The programme to bring the full set of facilities to all schools has been set for the next five years, but the correct decision has been made to start somewhere and make a serious impact from the first year, ending the talk and swinging into action.

And that need to wire a decent fraction of the schools for electricity shows that a major effort is being made for equitable distribution of the first schools to be helped, rather than taking the simple approach of giving to the haves and telling the have-nots that “perhaps tomorrow”.

We saw the gaps that have been arising during the lockdowns imposed by the need to contain Covid-19. Some schools in the private sector were able to have their teachers giving e-lessons and the like because they had the equipment and the staff.

They still needed parents to have computers and connections at home, but those would have been useless if the schools themselves were not equipped.

At the same time Covid-19 has brought a second benefit to many schools, more teachers and smaller classes.
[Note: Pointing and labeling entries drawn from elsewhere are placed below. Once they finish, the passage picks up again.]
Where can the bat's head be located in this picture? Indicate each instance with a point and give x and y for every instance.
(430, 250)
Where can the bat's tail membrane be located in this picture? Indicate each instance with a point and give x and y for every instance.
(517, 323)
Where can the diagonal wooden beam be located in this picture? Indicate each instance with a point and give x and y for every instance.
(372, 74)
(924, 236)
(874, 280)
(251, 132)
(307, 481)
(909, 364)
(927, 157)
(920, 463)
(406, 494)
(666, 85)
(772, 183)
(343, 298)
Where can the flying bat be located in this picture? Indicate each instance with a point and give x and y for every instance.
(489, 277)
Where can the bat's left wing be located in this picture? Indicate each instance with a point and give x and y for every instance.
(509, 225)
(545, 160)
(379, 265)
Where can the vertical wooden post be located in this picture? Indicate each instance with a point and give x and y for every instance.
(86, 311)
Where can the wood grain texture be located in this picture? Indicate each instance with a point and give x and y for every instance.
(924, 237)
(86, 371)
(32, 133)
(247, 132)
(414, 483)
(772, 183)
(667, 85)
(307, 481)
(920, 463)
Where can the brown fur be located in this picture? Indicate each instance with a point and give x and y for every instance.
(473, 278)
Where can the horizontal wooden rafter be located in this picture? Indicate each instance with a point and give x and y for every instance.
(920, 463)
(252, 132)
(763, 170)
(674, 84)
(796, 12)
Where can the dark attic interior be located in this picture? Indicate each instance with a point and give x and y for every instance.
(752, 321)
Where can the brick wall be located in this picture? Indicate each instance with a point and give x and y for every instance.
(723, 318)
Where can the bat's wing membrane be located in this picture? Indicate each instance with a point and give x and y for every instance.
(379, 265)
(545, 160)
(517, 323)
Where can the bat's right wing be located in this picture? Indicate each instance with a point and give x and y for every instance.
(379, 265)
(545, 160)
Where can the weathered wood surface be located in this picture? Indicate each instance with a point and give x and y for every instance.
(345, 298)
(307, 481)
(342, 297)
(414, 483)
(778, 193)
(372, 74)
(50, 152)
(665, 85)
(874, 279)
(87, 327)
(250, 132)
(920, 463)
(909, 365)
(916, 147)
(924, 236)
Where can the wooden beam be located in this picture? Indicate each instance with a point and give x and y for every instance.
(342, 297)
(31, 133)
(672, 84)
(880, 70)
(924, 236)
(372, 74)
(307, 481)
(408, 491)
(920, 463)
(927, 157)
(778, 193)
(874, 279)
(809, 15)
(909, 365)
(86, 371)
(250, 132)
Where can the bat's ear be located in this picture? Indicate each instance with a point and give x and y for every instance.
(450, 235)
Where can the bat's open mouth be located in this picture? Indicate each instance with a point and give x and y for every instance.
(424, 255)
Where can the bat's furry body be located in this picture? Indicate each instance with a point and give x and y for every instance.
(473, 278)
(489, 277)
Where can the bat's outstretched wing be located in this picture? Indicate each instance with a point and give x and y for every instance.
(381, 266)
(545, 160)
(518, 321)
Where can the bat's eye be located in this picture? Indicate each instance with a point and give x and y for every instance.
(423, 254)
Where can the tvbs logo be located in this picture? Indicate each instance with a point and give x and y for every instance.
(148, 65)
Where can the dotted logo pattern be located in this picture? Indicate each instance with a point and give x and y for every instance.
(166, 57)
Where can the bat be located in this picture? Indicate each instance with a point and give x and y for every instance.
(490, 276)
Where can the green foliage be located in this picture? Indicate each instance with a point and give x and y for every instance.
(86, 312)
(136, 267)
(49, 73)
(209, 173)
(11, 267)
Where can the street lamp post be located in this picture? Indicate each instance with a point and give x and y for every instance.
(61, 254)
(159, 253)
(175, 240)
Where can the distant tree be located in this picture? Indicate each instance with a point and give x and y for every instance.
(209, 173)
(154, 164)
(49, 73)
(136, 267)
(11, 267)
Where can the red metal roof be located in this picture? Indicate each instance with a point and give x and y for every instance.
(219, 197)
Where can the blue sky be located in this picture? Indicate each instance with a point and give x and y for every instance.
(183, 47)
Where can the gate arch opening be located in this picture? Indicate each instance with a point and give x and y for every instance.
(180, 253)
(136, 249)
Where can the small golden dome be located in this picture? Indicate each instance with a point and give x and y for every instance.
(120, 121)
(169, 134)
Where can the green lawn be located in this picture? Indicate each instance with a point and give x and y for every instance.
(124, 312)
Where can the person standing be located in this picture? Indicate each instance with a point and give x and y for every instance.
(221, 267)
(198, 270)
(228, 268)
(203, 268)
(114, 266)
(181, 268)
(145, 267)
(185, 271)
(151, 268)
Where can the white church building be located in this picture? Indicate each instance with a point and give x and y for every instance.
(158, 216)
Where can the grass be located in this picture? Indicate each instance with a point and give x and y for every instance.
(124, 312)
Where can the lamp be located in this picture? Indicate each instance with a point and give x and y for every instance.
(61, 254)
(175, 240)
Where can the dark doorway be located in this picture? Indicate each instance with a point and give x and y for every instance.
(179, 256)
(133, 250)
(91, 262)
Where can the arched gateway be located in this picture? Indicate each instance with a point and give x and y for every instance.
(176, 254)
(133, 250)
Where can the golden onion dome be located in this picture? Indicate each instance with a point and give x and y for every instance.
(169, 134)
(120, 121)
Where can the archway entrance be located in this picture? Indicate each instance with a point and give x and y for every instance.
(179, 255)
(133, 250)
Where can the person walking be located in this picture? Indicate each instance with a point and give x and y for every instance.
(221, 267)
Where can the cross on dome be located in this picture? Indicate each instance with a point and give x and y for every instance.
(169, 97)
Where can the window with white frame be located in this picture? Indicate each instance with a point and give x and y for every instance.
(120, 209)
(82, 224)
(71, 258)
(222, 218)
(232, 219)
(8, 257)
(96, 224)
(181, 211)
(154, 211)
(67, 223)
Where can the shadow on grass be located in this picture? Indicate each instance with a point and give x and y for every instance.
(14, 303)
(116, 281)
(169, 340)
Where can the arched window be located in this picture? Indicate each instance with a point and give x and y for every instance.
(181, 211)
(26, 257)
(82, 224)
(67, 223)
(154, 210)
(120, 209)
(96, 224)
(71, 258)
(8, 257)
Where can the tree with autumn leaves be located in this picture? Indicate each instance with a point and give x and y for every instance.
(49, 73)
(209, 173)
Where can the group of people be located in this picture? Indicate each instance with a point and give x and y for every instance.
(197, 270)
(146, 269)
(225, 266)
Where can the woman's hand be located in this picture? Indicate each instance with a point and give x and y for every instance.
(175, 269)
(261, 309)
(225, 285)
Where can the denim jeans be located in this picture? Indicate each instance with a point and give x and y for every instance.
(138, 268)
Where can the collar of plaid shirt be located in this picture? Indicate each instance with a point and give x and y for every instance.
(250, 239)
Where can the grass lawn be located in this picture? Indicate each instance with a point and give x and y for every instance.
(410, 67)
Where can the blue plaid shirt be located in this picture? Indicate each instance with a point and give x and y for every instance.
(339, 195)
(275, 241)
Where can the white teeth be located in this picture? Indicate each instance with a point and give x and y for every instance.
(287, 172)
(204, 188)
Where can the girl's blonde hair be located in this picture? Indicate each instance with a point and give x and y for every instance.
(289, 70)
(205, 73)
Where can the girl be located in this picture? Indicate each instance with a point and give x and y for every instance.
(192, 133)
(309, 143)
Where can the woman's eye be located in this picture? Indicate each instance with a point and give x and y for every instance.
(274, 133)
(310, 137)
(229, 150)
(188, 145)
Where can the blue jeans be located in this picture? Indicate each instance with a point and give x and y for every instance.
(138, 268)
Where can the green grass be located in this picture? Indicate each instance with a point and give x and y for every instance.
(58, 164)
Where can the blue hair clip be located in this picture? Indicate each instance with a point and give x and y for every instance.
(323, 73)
For years education professionals have been calling for better ratios of teachers to pupils, without much success.

Now we are doing this, for public health reasons, but presumably once the teachers are hired they stay in post.

This, as a permanent change, might well require more classrooms and for rural primary schools that might mean more schools since the objective there is to keep each school at the minimum eight classrooms, but have them closer together by filling in gaps.

Larger urban schools, and most secondary schools, just need a modest extension, and these are already planned as changes in the national curriculum require more laboratories and more specialist rooms for technical subjects.

For we need to remember another major change under the Second Republic, the upgrade of the curriculum to make it relevant for those leaving school in the 21st century, rather than continuing to model it on what Victorian private education offered the sons of wealthy men, although not necessarily their sisters.

To a degree, the catch up in curriculum, teaching, facilities and the like reflects one major problem of the First Republic. The early 1980s saw the greatest expansion of education in Zimbabwe’s history, changing the country from an also-ran to one of the education leaders in Africa.

Along with the basic public health network it was one of the great achievements of the First Republic and opened many opportunities for Zimbabweans.

But then we rested on our laurels. We ticked the box and assumed that the system could run on auto-pilot. And it cannot if it is to remain relevant. It needs continuous work of making it better.

There were studies, largely unimplemented, on curriculum change, although in any case some of those studies would have taken Zimbabwean children down a side-track rather than preparing them for earning a living in a middle income economy.

We need to remember that everyone now at school will be spending almost all of their productive years, and for some in the lower grades all their productive years, in this middle-income economy we are building and so they had better be ready when they enter that economy to participate productively and make their own contribution to the next stage, an upper-income economy.

Even the authorities were side-tracked, by focussing on equality of schools rather than on how to bring all schools up to the highest standards.

The original 1980s innovators saw this, and allowed levies on the basis that those parents who could afford to upgrade their children’s schools should be allowed to do so while the limited Government budget, and when it comes to education the budget in every country and every time is limited, could be concentrated on schools where the parents could not contribute much.

This, incidentally, is why the education authorities have been urging all parents to attend levy and fee meetings. Government will enforce the rules strictly and not allow unauthorised rises, but the rules are built around parent participation. The quorums for these meetings were only set so that the “don’t cares” did not have a veto.